Kitab ini ditulis dalam bentuk aksara pegon dengan bahasa bercampur antara bahasa Jawa dan bahasa Arab. Namun sebagian besar menggunakan bahasa Jawa. Adapun penggunaan bahasa Arab biasanya digunakan ketika mengutip teks dari kitab lain atau ketika penggunaan istilah bahasa.
Dengan selisih yang jauh dengan zaman sekarang, bahasa jawa yang digunakan di kitab ini tentu tak sama persis dengan bahasa jawa yang sekarang. Beberapa kosakata telah kita kenal lewat kata-kata yang digunakan dalam memaknai kitab (baca: Maknani). Maka, kita, orang jawa yang hidup di zaman sekarang, barangkali belum tentu kesulitan untuk memahami kata per-katanya, namun akan lebih berpikir lagi untuk menggali dan memahami makna dari hubungan antar katanya.
Misalnya ketika mengartikan suatu hadits riwayat Ibnu Majah pada halaman 38, Beliau mengartikannya dengan: Lamun tumibo opo persulayaan antarane poro ulama’ moko wajib ingatase siro kelawan melu golongan kang luweh akeh serto haq lan ahli haq
“Iki buku nerangaken penggawehane jam’iyah takmir al-masajid anggedeaken masjid jami’ ing kampong penilih nomer 9 Surabaya.”

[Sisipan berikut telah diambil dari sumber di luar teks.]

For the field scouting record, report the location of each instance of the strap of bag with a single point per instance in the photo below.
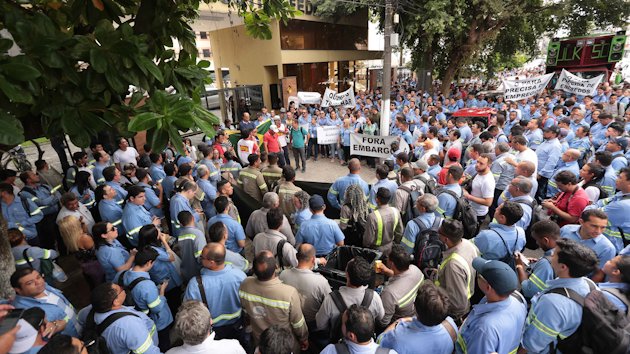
(367, 298)
(451, 331)
(25, 256)
(101, 327)
(202, 291)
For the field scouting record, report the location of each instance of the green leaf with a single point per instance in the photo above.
(20, 71)
(98, 60)
(144, 121)
(150, 66)
(12, 132)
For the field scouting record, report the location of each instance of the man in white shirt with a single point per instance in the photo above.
(482, 187)
(194, 324)
(125, 154)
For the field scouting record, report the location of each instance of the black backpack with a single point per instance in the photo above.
(538, 214)
(430, 186)
(509, 257)
(129, 301)
(335, 331)
(465, 213)
(92, 333)
(428, 249)
(411, 212)
(604, 328)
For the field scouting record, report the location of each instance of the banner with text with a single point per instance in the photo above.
(327, 134)
(374, 145)
(514, 90)
(570, 83)
(332, 98)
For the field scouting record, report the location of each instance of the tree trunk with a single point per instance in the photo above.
(7, 264)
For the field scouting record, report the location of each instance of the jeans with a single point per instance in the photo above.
(299, 153)
(312, 149)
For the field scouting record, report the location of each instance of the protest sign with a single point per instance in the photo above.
(570, 83)
(332, 98)
(515, 90)
(328, 134)
(374, 145)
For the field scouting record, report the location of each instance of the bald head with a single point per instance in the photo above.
(354, 165)
(213, 253)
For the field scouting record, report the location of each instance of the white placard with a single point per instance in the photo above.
(372, 145)
(332, 98)
(514, 90)
(570, 83)
(328, 134)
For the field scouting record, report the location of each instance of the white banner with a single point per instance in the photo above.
(374, 145)
(332, 98)
(570, 83)
(328, 134)
(309, 97)
(514, 90)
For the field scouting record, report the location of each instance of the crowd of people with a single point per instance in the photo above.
(173, 268)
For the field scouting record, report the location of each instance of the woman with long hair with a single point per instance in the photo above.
(353, 216)
(164, 268)
(81, 245)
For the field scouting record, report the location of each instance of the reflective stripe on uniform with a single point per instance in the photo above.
(459, 259)
(227, 316)
(263, 300)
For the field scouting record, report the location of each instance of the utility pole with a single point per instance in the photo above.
(387, 68)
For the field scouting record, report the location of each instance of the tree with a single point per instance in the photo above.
(76, 60)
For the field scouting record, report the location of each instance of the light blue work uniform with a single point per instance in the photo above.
(320, 232)
(337, 190)
(221, 287)
(490, 245)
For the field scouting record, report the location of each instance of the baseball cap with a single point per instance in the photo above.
(421, 165)
(316, 202)
(454, 154)
(621, 141)
(553, 128)
(498, 274)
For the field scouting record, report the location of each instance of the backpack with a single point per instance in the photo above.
(129, 301)
(410, 211)
(427, 251)
(538, 214)
(465, 213)
(509, 257)
(335, 331)
(92, 333)
(430, 186)
(603, 329)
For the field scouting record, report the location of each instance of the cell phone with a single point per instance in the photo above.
(10, 320)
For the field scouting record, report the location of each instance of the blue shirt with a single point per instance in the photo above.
(337, 190)
(603, 248)
(406, 336)
(111, 256)
(235, 231)
(446, 202)
(548, 154)
(221, 287)
(134, 218)
(130, 333)
(493, 327)
(147, 297)
(53, 311)
(320, 232)
(412, 230)
(382, 183)
(491, 246)
(540, 275)
(552, 315)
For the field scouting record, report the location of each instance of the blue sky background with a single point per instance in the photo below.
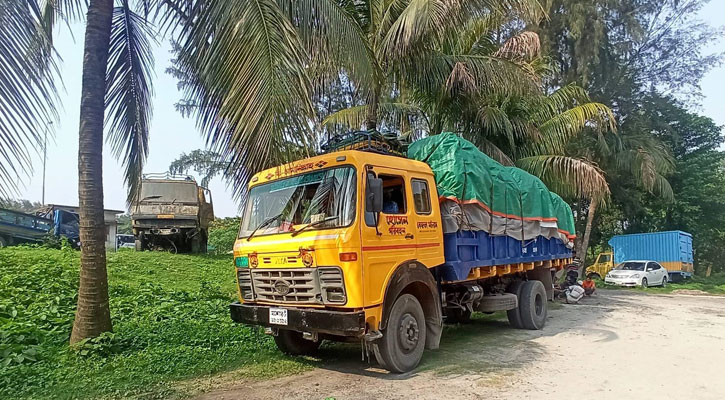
(172, 135)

Kitab ini ditulis untuk keperluan masjid jami’ paneleh surabaya, menerangkan pekerjaan jam’iyah takmir masjid-masjid yang dibuat oleh Masjid Jami’ paneleh nomer 9 surabaya. Pembahasannya meliputi tentang permasalahan pemakaian tanah makam yang akan dipergunakan untuk perluasan masjid yang direhab, yang dibahas dalam berbagai perspektif fikih secara detail. Serta tentang hal-hal yang melingkupinya, seperti bagaimana hukum merawat masjid, seperti apakah pengertian Ijtihad, bagaimana hukum menggali tanah kuburan dan lain sebagainya.

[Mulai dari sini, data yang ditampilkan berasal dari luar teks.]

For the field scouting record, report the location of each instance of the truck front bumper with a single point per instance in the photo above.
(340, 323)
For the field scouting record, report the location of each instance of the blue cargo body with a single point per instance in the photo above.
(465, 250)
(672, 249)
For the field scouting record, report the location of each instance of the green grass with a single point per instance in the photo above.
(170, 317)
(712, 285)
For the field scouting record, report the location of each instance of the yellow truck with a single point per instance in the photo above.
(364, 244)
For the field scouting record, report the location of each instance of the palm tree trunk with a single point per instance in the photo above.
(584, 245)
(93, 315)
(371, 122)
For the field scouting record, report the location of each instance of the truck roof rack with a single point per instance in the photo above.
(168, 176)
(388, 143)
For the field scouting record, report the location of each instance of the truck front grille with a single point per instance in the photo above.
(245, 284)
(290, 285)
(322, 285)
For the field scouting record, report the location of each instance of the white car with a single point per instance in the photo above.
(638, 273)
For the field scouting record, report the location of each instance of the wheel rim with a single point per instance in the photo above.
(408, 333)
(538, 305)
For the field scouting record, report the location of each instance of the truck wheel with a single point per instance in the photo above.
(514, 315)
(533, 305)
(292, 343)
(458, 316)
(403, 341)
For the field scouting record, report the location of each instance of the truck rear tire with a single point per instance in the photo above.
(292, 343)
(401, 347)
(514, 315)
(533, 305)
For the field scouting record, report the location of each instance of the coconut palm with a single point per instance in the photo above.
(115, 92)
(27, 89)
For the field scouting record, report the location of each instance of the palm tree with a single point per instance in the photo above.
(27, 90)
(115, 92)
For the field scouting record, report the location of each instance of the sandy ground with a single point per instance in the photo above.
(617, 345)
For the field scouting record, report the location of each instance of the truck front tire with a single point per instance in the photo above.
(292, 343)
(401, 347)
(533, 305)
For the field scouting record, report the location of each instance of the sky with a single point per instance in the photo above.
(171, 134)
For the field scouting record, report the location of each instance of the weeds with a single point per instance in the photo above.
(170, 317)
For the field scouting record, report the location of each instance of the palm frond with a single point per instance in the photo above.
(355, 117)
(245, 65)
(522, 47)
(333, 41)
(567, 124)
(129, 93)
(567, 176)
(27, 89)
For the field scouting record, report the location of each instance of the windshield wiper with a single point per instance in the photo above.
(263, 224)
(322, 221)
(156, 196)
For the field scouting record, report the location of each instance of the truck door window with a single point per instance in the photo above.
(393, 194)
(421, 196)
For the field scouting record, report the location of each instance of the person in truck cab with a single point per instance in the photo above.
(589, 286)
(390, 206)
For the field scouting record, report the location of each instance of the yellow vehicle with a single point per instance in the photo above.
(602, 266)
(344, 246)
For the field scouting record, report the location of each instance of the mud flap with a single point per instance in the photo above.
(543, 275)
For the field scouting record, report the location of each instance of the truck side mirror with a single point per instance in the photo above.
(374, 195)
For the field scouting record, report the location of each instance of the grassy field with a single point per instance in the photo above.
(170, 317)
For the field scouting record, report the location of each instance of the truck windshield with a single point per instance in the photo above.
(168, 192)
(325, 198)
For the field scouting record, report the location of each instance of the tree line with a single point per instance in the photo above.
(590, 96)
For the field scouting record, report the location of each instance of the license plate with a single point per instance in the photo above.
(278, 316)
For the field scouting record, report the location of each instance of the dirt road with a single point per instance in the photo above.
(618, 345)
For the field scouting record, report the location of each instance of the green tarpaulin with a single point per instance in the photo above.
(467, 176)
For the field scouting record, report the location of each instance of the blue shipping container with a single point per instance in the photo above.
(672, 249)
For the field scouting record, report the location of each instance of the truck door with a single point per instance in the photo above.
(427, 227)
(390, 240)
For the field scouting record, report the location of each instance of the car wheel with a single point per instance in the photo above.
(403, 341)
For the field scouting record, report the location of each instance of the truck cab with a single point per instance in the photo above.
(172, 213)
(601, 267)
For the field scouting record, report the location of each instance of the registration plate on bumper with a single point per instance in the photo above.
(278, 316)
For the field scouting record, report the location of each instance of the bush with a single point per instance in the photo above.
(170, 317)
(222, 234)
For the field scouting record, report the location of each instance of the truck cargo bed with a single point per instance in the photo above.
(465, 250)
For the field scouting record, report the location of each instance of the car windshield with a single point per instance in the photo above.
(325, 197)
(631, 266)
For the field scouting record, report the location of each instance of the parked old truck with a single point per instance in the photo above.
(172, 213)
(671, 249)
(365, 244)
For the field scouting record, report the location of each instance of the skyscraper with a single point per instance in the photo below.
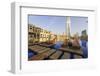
(68, 27)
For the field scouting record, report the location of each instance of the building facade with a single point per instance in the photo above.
(37, 34)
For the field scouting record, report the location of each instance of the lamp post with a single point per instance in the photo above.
(68, 27)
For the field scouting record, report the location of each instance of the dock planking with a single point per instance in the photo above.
(65, 56)
(56, 55)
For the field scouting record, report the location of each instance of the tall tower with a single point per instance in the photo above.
(68, 27)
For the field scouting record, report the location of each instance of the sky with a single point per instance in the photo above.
(57, 24)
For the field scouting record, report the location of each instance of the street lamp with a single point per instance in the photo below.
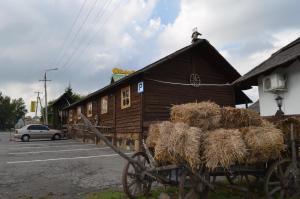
(279, 112)
(45, 85)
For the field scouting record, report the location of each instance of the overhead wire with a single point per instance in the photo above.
(100, 13)
(98, 29)
(63, 46)
(79, 29)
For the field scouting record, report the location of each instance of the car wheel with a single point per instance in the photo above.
(56, 137)
(25, 138)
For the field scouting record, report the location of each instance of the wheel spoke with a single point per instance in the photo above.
(132, 183)
(131, 175)
(282, 194)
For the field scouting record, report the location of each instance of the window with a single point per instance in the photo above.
(104, 105)
(70, 115)
(125, 97)
(38, 127)
(78, 112)
(90, 109)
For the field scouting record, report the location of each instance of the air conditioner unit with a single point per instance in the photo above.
(274, 82)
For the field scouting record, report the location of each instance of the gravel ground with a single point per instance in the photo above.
(55, 169)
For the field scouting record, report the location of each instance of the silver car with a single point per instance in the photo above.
(37, 131)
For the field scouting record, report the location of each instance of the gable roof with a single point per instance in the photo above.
(282, 57)
(117, 77)
(200, 43)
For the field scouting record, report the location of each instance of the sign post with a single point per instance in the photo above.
(140, 87)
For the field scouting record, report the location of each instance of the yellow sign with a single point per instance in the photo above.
(32, 106)
(121, 71)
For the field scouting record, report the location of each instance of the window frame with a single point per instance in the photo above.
(102, 105)
(77, 111)
(89, 105)
(129, 97)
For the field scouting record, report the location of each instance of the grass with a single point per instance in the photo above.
(219, 194)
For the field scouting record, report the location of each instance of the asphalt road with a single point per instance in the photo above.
(55, 169)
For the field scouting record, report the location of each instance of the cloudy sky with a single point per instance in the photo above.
(85, 39)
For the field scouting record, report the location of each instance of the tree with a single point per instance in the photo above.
(11, 111)
(53, 114)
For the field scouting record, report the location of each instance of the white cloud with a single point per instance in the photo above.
(245, 32)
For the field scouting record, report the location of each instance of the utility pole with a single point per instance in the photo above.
(45, 80)
(37, 102)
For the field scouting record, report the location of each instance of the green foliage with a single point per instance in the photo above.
(67, 97)
(11, 110)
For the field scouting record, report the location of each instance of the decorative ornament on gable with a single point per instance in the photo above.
(195, 80)
(195, 35)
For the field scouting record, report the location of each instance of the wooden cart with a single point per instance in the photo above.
(282, 177)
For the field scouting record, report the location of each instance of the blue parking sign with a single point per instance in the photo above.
(140, 87)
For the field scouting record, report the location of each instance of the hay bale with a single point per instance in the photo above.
(285, 127)
(204, 115)
(194, 147)
(263, 143)
(177, 139)
(223, 148)
(178, 144)
(238, 118)
(153, 135)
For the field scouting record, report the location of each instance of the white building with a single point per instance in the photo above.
(277, 77)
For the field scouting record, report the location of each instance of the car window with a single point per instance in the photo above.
(38, 127)
(45, 128)
(31, 127)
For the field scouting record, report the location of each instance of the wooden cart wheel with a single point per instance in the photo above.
(190, 187)
(135, 184)
(283, 180)
(237, 179)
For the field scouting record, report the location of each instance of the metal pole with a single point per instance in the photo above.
(45, 85)
(37, 102)
(46, 103)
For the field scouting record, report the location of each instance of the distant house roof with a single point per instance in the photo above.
(117, 77)
(255, 106)
(282, 57)
(203, 43)
(62, 98)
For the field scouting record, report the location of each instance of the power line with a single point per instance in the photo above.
(81, 26)
(62, 48)
(100, 13)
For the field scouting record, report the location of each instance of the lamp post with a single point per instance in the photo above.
(45, 85)
(279, 112)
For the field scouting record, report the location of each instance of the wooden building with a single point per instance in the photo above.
(197, 72)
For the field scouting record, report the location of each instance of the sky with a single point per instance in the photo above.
(85, 39)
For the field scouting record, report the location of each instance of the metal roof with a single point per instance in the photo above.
(200, 42)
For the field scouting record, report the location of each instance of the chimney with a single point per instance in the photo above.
(195, 35)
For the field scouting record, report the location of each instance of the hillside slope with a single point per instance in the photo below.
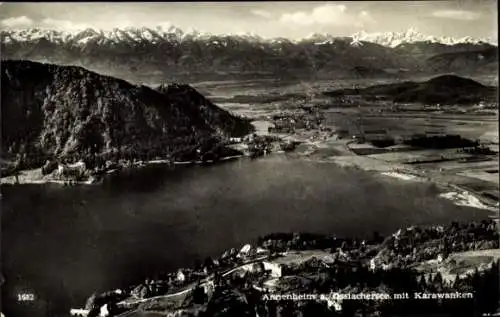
(446, 89)
(152, 55)
(68, 113)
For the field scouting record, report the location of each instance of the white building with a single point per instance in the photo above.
(78, 312)
(275, 268)
(181, 277)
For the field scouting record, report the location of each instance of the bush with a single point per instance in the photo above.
(49, 167)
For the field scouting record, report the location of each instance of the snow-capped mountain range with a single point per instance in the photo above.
(172, 33)
(169, 52)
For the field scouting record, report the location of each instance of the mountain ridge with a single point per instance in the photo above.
(157, 55)
(67, 113)
(390, 39)
(440, 90)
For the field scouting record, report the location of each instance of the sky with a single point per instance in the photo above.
(476, 18)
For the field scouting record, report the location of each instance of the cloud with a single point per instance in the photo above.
(262, 13)
(62, 25)
(457, 15)
(17, 22)
(328, 14)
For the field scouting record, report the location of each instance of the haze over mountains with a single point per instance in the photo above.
(52, 112)
(154, 55)
(444, 90)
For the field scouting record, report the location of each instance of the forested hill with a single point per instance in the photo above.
(445, 89)
(67, 113)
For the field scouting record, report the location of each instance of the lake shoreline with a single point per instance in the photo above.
(30, 176)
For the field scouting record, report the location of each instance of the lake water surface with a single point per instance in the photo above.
(63, 244)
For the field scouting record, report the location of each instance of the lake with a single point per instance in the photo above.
(62, 244)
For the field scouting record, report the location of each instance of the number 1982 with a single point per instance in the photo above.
(25, 297)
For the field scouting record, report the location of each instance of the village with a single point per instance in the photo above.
(434, 258)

Seperti karya ilmiah pada umumnya, Mbah Wahab juga mencantumkan referensi sedetail mungkin. Semisal ketika menerangkan tentang perincian Fardlu Kifayah, beliau menyatakan bahwa keterangan tersebut dikutip dari kitab Mufid Al-‘ulum Wa Mubid Al-humum karangan Imam Jamaluddin Abi Bakr Al-Khowarizmy di dalam Kitab As-sunnah, Bab yang ketiga, halaman 34.
Dalam kitab tersebut, Mbah Wahab mengambil referensi dari banyak kitab. Misalnya, Minhajul Qowim, Mufid Al-Ulum Wa Mubid Al-Humum, I’anah Ath-Tholibin, Jam’u Al-Jawami’, Al-Umnya Imam Syafi’i, Al-Asybah Wa An-Nadzoir, Khulasoh Al-Kalam, Bada’I’ Az-Zuhur dan lain sebagainya.
Kitab ini selesai ditulis pada 16 muharram tahun 1343 hijriyah. Mbah Wahab wafat pada tahun 1391 hijriyah dalam usia 83 tahun. Maka kemungkinan kitab ini ditulis ketika beliau masih berumur sekitar 35 tahun.
Tentu sebetulnya kitab ini bukan satu-satunya hasil perjuangan beliau di dunia tulis, hanya saja yang lain masih belum terekspos. Ini adalah salah satu perjuangan Mbah Wahab, perjuangan lewat karya tulis tepatnya. Sebenarnya tak sebegitu penting apakah seseorang akan berjuang lewat perang dengan pedang, lewat menggerakkan dengan pikiran, lewat mengalahkan dengan kekuatan, ataupun lewat kepenulisan dengan pena. Yang jelas dan esensial, adalah sudahkah kita mencoba?